The Ministry has asked the RBI to explore the possibility of according prior approval to share deals that result in breaching the threshold shareholding limits, instead of granting acknowledgment after the transaction has actually taken place.
"We have asked the RBI to see whether it is possible to alter the procedures to bring in a system of prior approval by the central bank instead of post-acknowledgement. The RBI can evaluate the proposed investment according to its "fit and proper" norms before the actual transaction takes place," a senior Finance Ministry official said.
Under the present system, investors whose share purchases touch or go above 5 per cent of paid-up capital of a bank are required to get acknowledgement from the RBI after entering into the deals. The bank in question is allowed to proceed with the allotment and transfer of shares only after receiving the central bank's go-ahead.
The onus on providing the details of the deals to the RBI lies with the bank's board whose shares are being acquired.

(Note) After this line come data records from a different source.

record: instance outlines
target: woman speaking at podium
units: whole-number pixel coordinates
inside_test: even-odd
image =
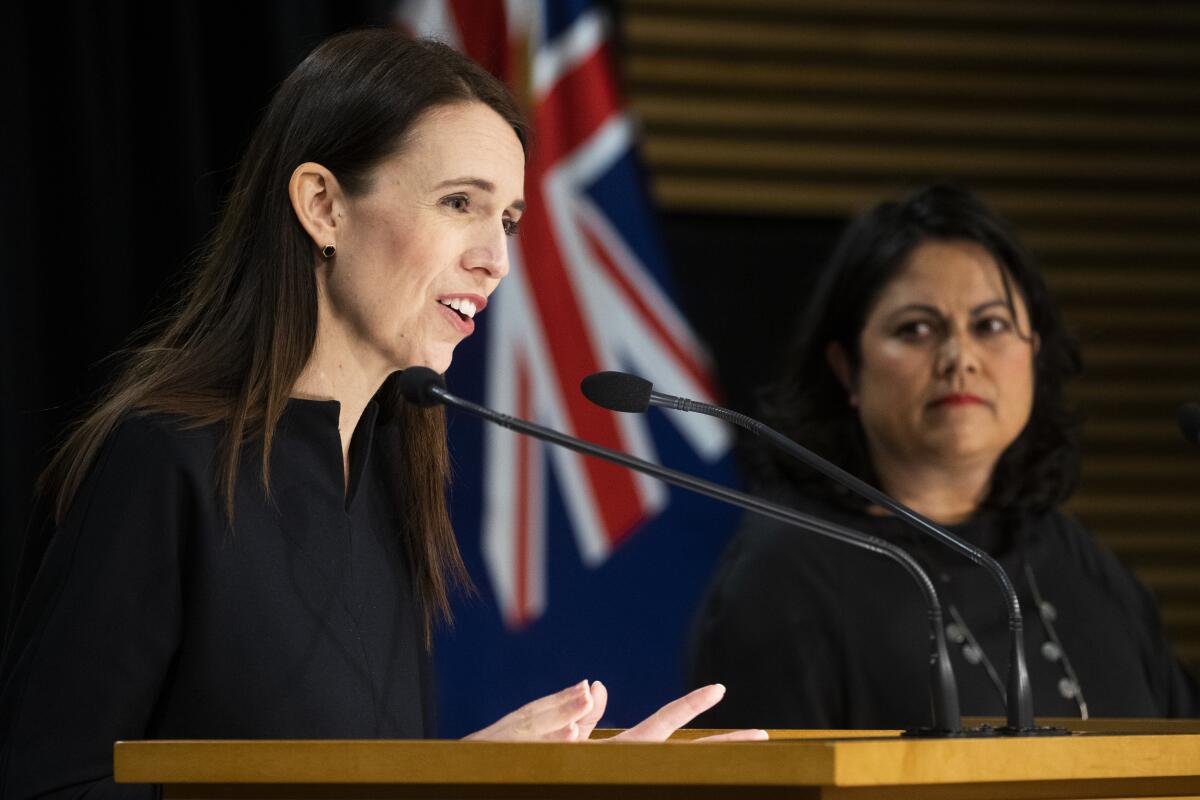
[[[846,230],[798,318],[768,424],[1001,563],[1039,716],[1200,713],[1150,594],[1059,510],[1077,480],[1063,387],[1080,361],[1001,219],[950,186],[882,203]],[[772,499],[924,563],[963,714],[1003,716],[1008,626],[992,578],[798,461],[772,454],[764,466]],[[693,680],[729,686],[706,722],[924,724],[925,611],[891,563],[747,517],[696,620]]]
[[[0,795],[147,796],[112,783],[117,739],[432,735],[430,633],[466,576],[442,411],[387,379],[471,334],[524,151],[503,85],[437,43],[343,34],[283,83],[182,298],[44,475]],[[585,739],[605,700],[582,681],[474,736]]]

The central bank had said that such a procedure for vetting high-value share transaction is necessary "to protect depositors' interest and the integrity of the financial system."
The RBI had announced the existing guidelines for acknowledgement of transfer and allotment of shares in private sector banks in February 2004. The guidelines have been put up for review along with the draft norms on ownership in private banks announced by the RBI in July.
It is felt that the requirement of post-facto acknowledgment has at times resulted in investment deals in private banks getting stuck with the RBI for unduly long periods causing unease among investors.
However, despite the Finance Ministry's intent to help ease the share transfer norms, it remains to be seen whether investors intending to enter into such large share deals would want to disclose their intents upfront.
While considering granting its acknowledgement for the share transfers, the RBI takes into account among other things the investors' "integrity, reputation, and track record in financial matters and compliance with tax laws".
It also looks at the applicants record in complying with other laws, including criminal breach, and whether there has been any previous record of causing loss to the public due to "dishonesty, incompetence or malpractice."
There are stricter checks such as tracking the source and stability of funds of the investor in instances where the share purchases breach higher thresholds of 10 per cent or 30 per cent of paid-up capital of a bank.